Intuitively speaking, if the part maps the function whose domain is the empty set into \(S''\), \(f' (m)\) where \(m\) is the least element of \(S\) is in \(S''\), because \(\gamma (f'\vert_{seg \text{ }m} = f'\vert_\emptyset, f' (m))\), and \(f' (s)\) for any larger \(s\) seems to keep being in \(S''\), by virtue of \(\gamma (f'\vert_{seg \text{ }s}, f' (s))\), because the next least element, \(s'\), satisfies \(\gamma (f'\vert_{seg \text{ }s'} = f'\vert_{\{m\}}, f' (s'))\), but \(f'\vert_{\{m\}}\) is into \(S''\) as the only value is \(f' (m) \in S''\), and so on, but of course, that is not a rigid proof.
2: Description 1
For the transfinite recursion theorem, if a part of the specification for the formula, \(\gamma\), includes all the functions each of which maps any subset of the well-ordered set, \(S\), into a predetermined set, \(S''\), and the function from the empty set (inevitably into the empty set), which (the function) is really the empty set, and \(\gamma\) maps the function from the empty set into \(S''\), then, only the part does matter as the specification of \(\gamma\), and the target function, \(f'\), maps into \(S''\).
3: Proof 1
In a proof of the transfinite recursion theorem, \(f'\) is the union of the approximating functions, each of which is a function, \(f_t\), from a subset of \(S\), \(T := \{s \in S\vert s \leq t\}\), into any set, such that for any \(s \le t\), \(\gamma (f_t\vert_{seg \text{ }s}, f_t (s))\).

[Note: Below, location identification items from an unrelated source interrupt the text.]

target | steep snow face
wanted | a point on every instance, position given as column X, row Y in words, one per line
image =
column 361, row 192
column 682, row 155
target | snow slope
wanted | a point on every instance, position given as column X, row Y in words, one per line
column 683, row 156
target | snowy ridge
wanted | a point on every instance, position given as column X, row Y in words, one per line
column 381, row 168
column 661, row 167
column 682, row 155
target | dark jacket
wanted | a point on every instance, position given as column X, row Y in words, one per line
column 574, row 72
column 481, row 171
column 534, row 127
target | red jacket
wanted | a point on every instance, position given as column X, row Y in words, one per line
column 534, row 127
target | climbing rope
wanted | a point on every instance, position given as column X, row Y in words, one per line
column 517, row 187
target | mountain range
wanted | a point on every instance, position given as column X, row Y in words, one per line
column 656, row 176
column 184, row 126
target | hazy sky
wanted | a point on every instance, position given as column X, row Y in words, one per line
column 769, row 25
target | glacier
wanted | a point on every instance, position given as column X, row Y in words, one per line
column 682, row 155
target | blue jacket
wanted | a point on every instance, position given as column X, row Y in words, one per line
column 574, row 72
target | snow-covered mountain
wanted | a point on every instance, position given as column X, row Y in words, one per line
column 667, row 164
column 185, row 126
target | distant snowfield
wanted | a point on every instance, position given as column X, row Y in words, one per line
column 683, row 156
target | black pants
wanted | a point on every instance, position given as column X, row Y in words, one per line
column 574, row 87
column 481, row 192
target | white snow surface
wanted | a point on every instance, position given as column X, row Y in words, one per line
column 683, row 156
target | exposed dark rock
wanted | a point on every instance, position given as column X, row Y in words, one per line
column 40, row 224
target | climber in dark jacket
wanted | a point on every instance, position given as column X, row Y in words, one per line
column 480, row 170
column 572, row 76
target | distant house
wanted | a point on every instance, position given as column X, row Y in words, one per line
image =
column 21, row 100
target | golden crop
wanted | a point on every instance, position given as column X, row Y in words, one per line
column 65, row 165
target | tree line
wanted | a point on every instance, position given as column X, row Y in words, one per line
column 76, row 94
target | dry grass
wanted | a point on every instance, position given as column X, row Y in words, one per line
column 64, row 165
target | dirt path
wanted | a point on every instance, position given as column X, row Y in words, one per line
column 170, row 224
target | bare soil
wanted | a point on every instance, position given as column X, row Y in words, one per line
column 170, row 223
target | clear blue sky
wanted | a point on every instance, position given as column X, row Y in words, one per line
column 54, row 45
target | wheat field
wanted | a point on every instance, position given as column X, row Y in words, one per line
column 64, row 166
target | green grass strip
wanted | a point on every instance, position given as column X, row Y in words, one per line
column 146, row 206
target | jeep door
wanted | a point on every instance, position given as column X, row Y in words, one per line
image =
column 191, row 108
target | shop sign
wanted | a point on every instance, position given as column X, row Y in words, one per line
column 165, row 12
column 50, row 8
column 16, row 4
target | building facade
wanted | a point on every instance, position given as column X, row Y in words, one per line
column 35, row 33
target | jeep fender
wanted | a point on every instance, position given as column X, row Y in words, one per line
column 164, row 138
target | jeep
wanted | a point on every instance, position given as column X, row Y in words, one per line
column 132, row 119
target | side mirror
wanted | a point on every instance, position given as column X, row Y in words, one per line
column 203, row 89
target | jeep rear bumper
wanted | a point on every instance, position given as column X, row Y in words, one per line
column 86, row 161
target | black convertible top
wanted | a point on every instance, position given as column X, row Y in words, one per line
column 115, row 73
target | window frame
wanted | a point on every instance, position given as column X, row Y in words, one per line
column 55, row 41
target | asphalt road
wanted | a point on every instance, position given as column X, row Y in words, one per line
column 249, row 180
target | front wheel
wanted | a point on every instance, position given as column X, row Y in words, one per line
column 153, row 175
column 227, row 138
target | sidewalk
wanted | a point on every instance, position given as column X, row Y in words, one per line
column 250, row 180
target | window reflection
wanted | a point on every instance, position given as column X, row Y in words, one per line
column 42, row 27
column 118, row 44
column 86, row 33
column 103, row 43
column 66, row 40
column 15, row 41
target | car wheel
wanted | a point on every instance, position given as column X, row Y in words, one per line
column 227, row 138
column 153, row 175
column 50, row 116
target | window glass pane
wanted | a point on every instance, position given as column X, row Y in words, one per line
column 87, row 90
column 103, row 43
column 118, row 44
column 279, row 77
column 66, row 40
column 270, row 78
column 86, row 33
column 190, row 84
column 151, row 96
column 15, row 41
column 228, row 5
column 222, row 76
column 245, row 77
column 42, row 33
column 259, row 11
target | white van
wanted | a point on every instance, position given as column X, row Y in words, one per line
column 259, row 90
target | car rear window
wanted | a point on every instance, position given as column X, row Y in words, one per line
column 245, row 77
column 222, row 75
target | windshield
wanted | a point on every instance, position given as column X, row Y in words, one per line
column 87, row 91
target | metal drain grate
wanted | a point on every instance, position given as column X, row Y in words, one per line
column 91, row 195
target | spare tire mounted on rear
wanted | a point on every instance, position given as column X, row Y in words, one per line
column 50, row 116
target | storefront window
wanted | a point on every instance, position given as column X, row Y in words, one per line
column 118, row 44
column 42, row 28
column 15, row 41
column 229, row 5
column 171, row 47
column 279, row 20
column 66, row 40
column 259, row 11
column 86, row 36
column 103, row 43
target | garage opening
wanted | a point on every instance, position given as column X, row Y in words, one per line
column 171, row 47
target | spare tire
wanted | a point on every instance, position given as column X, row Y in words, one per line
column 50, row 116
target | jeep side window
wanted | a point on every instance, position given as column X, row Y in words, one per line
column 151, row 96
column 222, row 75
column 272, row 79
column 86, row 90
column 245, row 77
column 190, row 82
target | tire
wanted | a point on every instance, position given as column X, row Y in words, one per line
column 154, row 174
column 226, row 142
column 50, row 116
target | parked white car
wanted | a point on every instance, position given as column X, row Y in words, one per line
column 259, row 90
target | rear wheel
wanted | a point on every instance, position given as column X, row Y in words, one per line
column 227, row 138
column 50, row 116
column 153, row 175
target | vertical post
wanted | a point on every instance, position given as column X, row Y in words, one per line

So, if every \(f_t\) is into \(S''\), \(f'\) will be into \(S''\).
\(T\) is canonically a well-ordered set, by the proposition that any subset of any well-ordered set is well-ordered with the restriction of the ordering. Let us define the subset of \(T\), \(T' := \{s \in T\vert f_t (s) \in S''\}\). We aim to prove that \(T' = T\), which means that \(f_t\) is into \(S''\), by the transfinite induction principle.
For any \(s\) such that \(seg \text{ }s \subseteq T'\), \(s \in T'\)? As \(f_t (seg \text{ }s) \subseteq S''\), \(f_t\vert_{seg \text{ }s}\) is a function into \(S''\), and it is included in the part of the specification, and \(f_t (s)\) is in \(S''\) by \(\gamma (f_t\vert_{seg \text{ }s}, f_t (s))\). So, \(s \in T'\). So, by the transfinite induction principle, \(T' = T\).
Only the part of the specification matters because any \(f_t\vert_{seg \text{ }s}\) is a function into \(S''\) and the rest of the specification does not play any role in for any \(f_t\) to be an approximating function or not.
4: Note 2
So, the specific part, instead of another surreptitious part that includes the functions into a \(S'''\), determines \(f'\) because the part includes the function from the empty set, which cannot be included in another part at the same time, because the function is a single function.